Hawaii_Jake's avatar

I live with bipolar disorder type 2. I was diagnosed in 2001, and I’ve been on many different medications. In 2013, my prescriber switched me off Abilify-Depakote combination to Latuda. It works wonderfully for me. My last hospitalization was 2012. I now work full time and am dating a good man.
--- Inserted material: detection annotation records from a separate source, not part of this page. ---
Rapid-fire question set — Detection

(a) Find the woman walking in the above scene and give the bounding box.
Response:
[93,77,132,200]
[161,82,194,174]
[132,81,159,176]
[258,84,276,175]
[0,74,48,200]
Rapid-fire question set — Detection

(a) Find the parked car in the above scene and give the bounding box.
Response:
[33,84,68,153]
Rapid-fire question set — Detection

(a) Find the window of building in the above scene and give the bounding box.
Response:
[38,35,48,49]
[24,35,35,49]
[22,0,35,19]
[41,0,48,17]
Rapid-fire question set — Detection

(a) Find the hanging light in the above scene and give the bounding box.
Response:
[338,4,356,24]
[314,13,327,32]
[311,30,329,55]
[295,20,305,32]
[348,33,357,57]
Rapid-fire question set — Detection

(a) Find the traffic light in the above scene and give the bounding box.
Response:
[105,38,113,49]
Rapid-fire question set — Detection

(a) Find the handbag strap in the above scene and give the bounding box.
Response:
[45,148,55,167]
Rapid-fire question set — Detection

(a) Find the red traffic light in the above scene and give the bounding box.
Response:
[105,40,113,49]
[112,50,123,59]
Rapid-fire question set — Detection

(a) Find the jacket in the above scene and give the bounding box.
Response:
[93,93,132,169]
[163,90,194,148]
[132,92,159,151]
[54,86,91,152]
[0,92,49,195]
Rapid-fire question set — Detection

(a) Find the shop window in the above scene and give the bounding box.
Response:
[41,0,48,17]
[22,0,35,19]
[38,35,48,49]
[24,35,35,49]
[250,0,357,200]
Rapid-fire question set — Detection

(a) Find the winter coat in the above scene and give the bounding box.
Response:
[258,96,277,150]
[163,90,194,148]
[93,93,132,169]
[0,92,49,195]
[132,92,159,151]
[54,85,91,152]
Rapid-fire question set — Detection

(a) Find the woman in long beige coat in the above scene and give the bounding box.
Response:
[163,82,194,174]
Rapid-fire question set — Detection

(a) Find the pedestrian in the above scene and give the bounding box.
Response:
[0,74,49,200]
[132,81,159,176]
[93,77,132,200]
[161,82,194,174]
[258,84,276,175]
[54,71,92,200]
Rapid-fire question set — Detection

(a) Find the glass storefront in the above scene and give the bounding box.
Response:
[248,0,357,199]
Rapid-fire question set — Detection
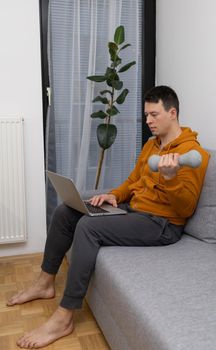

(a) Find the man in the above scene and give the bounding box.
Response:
[8,86,209,349]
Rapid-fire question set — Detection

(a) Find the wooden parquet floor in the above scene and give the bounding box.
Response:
[0,254,110,350]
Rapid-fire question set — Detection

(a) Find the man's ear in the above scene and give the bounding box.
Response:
[169,107,178,119]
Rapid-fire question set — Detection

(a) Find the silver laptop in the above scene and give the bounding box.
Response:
[46,170,127,216]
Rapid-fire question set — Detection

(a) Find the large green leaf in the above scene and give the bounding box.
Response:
[118,61,136,73]
[111,56,122,68]
[105,67,119,80]
[108,41,118,51]
[87,75,107,83]
[110,80,123,90]
[114,26,124,45]
[97,124,117,149]
[106,106,120,117]
[116,89,129,104]
[119,44,131,51]
[91,111,107,119]
[100,90,112,95]
[92,96,109,105]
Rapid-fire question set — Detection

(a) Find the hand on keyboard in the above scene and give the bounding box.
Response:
[89,194,117,207]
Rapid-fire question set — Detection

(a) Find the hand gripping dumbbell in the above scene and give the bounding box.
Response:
[148,149,202,172]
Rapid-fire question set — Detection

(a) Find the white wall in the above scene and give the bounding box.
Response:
[156,0,216,149]
[0,0,46,256]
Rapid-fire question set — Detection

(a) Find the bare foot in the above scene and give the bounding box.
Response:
[17,306,73,349]
[7,272,55,306]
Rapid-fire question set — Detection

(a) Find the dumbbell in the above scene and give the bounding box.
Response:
[148,149,202,172]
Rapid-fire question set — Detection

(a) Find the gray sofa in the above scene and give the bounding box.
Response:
[87,151,216,350]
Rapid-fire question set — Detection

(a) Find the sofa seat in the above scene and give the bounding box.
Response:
[87,234,216,350]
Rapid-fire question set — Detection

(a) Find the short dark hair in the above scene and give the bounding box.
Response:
[144,85,179,117]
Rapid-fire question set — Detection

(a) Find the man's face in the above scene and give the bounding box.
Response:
[145,100,176,137]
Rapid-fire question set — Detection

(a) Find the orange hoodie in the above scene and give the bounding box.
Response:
[110,128,209,225]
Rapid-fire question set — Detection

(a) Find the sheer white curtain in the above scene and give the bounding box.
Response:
[46,0,142,197]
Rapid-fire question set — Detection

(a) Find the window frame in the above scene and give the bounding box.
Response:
[39,0,156,149]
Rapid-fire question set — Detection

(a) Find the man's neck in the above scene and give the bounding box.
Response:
[160,126,182,149]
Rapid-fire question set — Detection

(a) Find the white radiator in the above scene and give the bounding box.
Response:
[0,118,27,244]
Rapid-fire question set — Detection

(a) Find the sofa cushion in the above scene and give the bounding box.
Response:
[87,235,216,350]
[185,151,216,243]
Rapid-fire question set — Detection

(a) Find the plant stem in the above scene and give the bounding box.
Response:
[95,148,105,190]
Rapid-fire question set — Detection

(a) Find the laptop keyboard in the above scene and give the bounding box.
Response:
[85,202,108,214]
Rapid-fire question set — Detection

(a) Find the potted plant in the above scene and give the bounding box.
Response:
[87,26,136,189]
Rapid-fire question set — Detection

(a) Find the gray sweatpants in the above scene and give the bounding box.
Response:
[41,204,183,309]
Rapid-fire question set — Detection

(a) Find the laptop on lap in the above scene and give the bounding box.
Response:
[46,170,127,216]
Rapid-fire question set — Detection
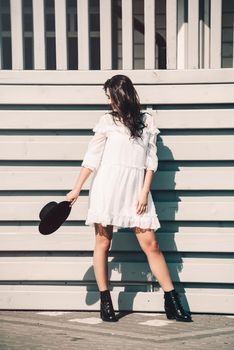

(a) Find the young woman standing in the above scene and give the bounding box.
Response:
[66,74,192,322]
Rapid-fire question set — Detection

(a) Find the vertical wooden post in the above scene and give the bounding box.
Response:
[32,0,46,69]
[177,0,187,69]
[122,0,133,69]
[10,0,24,70]
[54,0,68,70]
[188,0,199,69]
[100,0,112,69]
[210,0,222,68]
[77,0,90,70]
[144,0,156,69]
[166,0,177,69]
[203,0,210,69]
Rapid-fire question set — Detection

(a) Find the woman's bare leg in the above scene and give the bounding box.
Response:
[133,227,174,292]
[93,223,113,291]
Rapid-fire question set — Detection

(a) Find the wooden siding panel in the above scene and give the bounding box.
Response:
[0,256,234,283]
[0,83,234,106]
[0,194,234,222]
[0,285,234,314]
[0,231,234,253]
[0,70,234,313]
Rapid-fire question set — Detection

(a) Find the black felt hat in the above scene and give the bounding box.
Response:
[39,201,71,235]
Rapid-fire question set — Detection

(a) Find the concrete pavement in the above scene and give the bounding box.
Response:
[0,311,234,350]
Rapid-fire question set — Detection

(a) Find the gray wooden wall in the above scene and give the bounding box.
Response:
[0,69,234,313]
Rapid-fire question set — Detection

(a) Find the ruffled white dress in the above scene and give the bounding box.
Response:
[81,112,161,231]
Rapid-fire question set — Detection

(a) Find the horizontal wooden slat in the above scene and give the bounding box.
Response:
[0,83,234,105]
[0,285,234,314]
[0,68,234,84]
[0,166,234,191]
[0,135,234,161]
[0,231,234,253]
[0,256,234,283]
[0,108,234,131]
[0,195,234,222]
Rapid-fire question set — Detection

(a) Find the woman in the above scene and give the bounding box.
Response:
[66,74,192,322]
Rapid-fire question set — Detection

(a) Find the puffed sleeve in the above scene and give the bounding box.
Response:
[145,115,160,173]
[81,115,107,171]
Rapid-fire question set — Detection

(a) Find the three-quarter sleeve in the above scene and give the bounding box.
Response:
[81,115,107,171]
[145,115,160,173]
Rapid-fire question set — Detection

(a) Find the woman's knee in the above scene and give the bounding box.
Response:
[144,239,161,254]
[95,224,113,250]
[133,227,161,254]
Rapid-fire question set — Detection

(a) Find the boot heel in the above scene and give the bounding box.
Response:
[165,307,175,320]
[100,290,118,322]
[164,289,193,322]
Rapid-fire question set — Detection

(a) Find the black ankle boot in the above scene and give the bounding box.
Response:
[100,289,118,322]
[164,289,193,322]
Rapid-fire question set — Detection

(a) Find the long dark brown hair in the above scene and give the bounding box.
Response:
[103,74,145,138]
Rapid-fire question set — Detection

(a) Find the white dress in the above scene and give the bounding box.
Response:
[81,112,161,231]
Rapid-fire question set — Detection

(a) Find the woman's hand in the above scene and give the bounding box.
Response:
[136,192,148,215]
[66,190,80,206]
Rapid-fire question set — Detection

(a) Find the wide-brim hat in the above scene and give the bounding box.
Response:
[38,201,71,235]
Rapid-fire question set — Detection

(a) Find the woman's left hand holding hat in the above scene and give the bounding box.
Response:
[66,189,80,206]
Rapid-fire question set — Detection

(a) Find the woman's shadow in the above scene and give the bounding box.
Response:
[84,131,189,318]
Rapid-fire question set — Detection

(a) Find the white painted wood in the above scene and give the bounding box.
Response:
[100,0,112,70]
[187,0,199,69]
[0,166,234,191]
[0,6,3,70]
[166,0,177,69]
[78,0,90,69]
[0,194,234,222]
[10,0,24,70]
[0,106,234,129]
[122,0,133,69]
[32,0,46,69]
[0,256,234,283]
[203,0,210,69]
[0,285,234,314]
[0,68,234,84]
[232,10,234,68]
[0,84,234,105]
[177,0,187,69]
[210,0,222,68]
[0,135,234,161]
[54,0,68,70]
[144,0,156,69]
[0,231,234,253]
Finding the right medicine is not easy. I’m sorry that you feel so flat while on the full dose of your medicine. I understand.

I fully understand the lost words. I often forget the simplest words, and I just stand there with my mouth open.

On Latuda, I don’t have the loss of creativity. I still write. However, I do notice that when I’m not working, I tend to just sit and scroll through Facebook a lot. I subscribe to 2 magazines, and I read those, which is a good alternative to FB.

For me, the flat affect is preferable to the return of depression and the debilitating suicidal thoughts. I got very close to suicide once. I had the plan and was ready to carry it out when I was saved by the phone ringing. I can’t bear the thought of being in that black pit of despair again. Depression is so awful. Words do not describe it well.

I do not give advice, but I will suggest that you talk to your doctor again. Ask about alternatives to Topamax.

Bipolar disorder is a horrible burden. I wish you all the luck in the world. PM me if you want. I write a blog about how I cope.

ItalianPrincess1217's avatar

@Hawaii_Jake I can’t remember all of the medications I’ve tried but I don’t think I’ve tried the ones you’re on. I have such a fear of new medicine, side effects, etc. My doctor doesn’t give me much confidence either. She pushed topamax very hard and anything else I’ve ever brought up she would have negative things to say such as, “You don’t want that one, it will make you gain weight”. She always seemed to think Topamax was the way to go and had the least amount of side effects. It does also reduce the amount of migraines I get. But when my creativity is the one thing that keeps me going some days, you can imagine why I’d almost be willing to deal with some terrible mood swings here and there just to be able to have some periods of time where I’m actually able to feel like myself.

Hawaii_Jake's avatar

The weight gain on some of the meds is horrible. Latuda does not cause it. Again, best of luck to you.

ItalianPrincess1217's avatar

@Hawaii_Jake Is Latuda an add on medication? Or it would be taken in place of another mood stabilizer?

JLeslie's avatar

I think get another opinion. Possibly, a different drug combination, or a different drug altogether.

I completely understand your fear of trying new meds.

Hawaii_Jake's avatar

Latuda is a mood stabilizer. I don’t have to add anything to it. I take it alone, but I don’t know what will work for you.

ItalianPrincess1217's avatar

@Hawaii_Jake Thanks for the information. I’ll have to check into it just in case. Maybe it’ll be something I can try.